Anew the drums and trumpets sound,
The prince commands his nobles round:
“Ludisa shall the third ordain
“To tourney on the listed plain.”
Ludisa Lubor bids arise,
And Lubor Bolemir defies.
Each springs upon his gallant steed,
Each takes his pointed lance with speed;

Quick in the lists they both appear,
Each at the other aims his spear;
Together with their spears they sprung,
And Bolemir from horse is flung;
Far flies his shield, and squires convey
The fallen from the lists away.
The drums and trumpets sound anew;
Lubor bids Rubos rise in view.
Quick Rubos springs upon his steed,
And against Lubor fierce doth speed.
Sever’d his lance by Lubor’s hand,
Cleft is his helm by Lubor’s brand;
Rubos falls backwards from his steed,
Squires bear him from the lists with speed.
Again the drums and trumpets call;
Lubor defies the nobles all:
“Whoe’er with me will combat try,
“Into the lists now let him hie!”
The knights together talk aside,
Lubor doth in the lists abide.
Zdeslaw his long spear swings around,
On which a wild bull’s head is found,
His fiery steed he mounteth free,
And thus with words of pride quoth he:
“My ancestor the wild bull slew,
“My father German bands o’erthrew,

“My prowess then let Lubor try!”
Together hurtling furiously
Their heads together struck with force,
And each is fallen from his horse.
With eager speed their swords they drew,
And fiercely fought on foot anew;
Their swords with so much might they wield,
That with the strokes resounds the field.
Lubor beside his rival sprang,
His sword upon his helmet rang,
The stricken helmet flew in twain;
Then sword on sword he struck again;
Out of the lists his sword is flown,
And Zdeslaw on the ground is thrown.
The drums and trumpets loudly call,
Round Lubor throng the nobles all;
Before the prince they lead him there,
The princess and Ludisa fair.
Ludisa doth the victor grace,
And on his brows a wreath doth place,
A wreath of oaken foliage made.
Loud roll’d the drums, the trumpets bray’d.

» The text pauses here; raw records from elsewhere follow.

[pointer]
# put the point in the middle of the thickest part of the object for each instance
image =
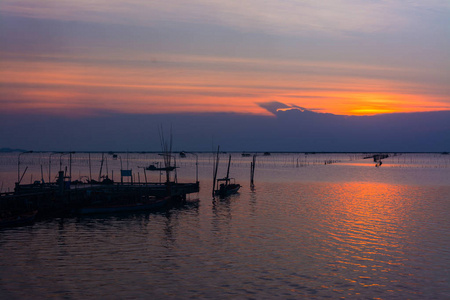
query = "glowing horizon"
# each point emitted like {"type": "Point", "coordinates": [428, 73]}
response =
{"type": "Point", "coordinates": [79, 58]}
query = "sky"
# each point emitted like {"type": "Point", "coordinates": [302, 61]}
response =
{"type": "Point", "coordinates": [96, 59]}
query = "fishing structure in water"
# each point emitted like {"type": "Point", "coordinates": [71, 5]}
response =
{"type": "Point", "coordinates": [64, 196]}
{"type": "Point", "coordinates": [226, 186]}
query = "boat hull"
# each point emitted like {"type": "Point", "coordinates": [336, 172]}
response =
{"type": "Point", "coordinates": [105, 209]}
{"type": "Point", "coordinates": [18, 220]}
{"type": "Point", "coordinates": [228, 190]}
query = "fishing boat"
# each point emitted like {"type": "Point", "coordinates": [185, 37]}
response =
{"type": "Point", "coordinates": [154, 168]}
{"type": "Point", "coordinates": [18, 219]}
{"type": "Point", "coordinates": [148, 204]}
{"type": "Point", "coordinates": [225, 186]}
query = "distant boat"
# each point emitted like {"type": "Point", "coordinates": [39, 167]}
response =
{"type": "Point", "coordinates": [226, 186]}
{"type": "Point", "coordinates": [19, 219]}
{"type": "Point", "coordinates": [154, 168]}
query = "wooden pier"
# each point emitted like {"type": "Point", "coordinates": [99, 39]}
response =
{"type": "Point", "coordinates": [63, 197]}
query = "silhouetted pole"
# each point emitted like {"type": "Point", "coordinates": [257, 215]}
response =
{"type": "Point", "coordinates": [216, 166]}
{"type": "Point", "coordinates": [252, 170]}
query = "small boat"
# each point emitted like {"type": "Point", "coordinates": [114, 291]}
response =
{"type": "Point", "coordinates": [18, 219]}
{"type": "Point", "coordinates": [154, 168]}
{"type": "Point", "coordinates": [225, 186]}
{"type": "Point", "coordinates": [104, 208]}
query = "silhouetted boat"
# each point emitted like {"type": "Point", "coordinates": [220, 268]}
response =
{"type": "Point", "coordinates": [154, 168]}
{"type": "Point", "coordinates": [18, 219]}
{"type": "Point", "coordinates": [104, 208]}
{"type": "Point", "coordinates": [226, 186]}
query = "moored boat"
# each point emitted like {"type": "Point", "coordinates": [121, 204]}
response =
{"type": "Point", "coordinates": [104, 207]}
{"type": "Point", "coordinates": [17, 219]}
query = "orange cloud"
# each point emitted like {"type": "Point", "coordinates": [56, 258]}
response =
{"type": "Point", "coordinates": [177, 84]}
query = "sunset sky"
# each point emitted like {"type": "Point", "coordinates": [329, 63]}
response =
{"type": "Point", "coordinates": [346, 57]}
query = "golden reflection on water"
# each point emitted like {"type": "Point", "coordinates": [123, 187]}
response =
{"type": "Point", "coordinates": [368, 227]}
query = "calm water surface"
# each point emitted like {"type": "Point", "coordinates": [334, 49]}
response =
{"type": "Point", "coordinates": [344, 229]}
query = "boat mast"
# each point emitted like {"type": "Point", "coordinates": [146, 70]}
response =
{"type": "Point", "coordinates": [228, 169]}
{"type": "Point", "coordinates": [216, 167]}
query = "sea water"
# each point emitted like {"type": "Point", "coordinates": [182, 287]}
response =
{"type": "Point", "coordinates": [317, 225]}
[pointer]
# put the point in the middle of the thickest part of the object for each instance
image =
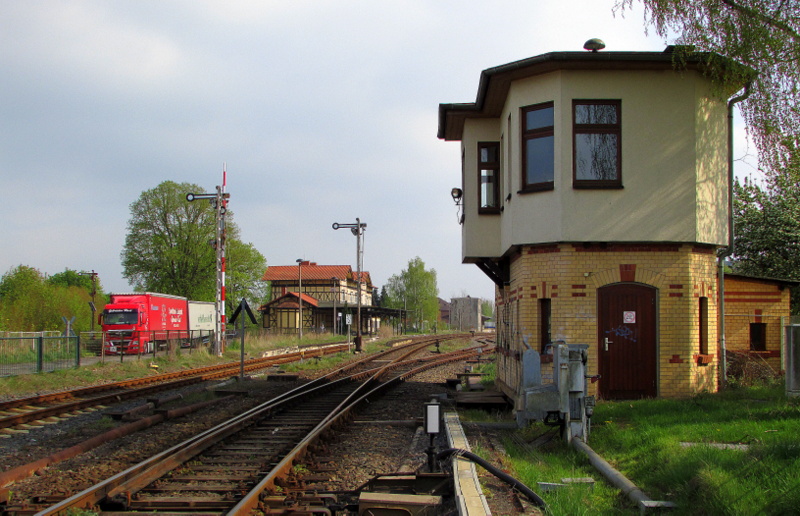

  1. This poem is intituled “Begins of a famous Tournament” in the Queen’s Court Manuscript (Book iii. Chap. 27). Such tournaments were first introduced into Bohemia under King Vaceslaw I. (Wenceslaus I.), between 1230 and 1253; the poem therefore can only have been composed in the latter half of the thirteenth century, and is perhaps without reference to any definite event.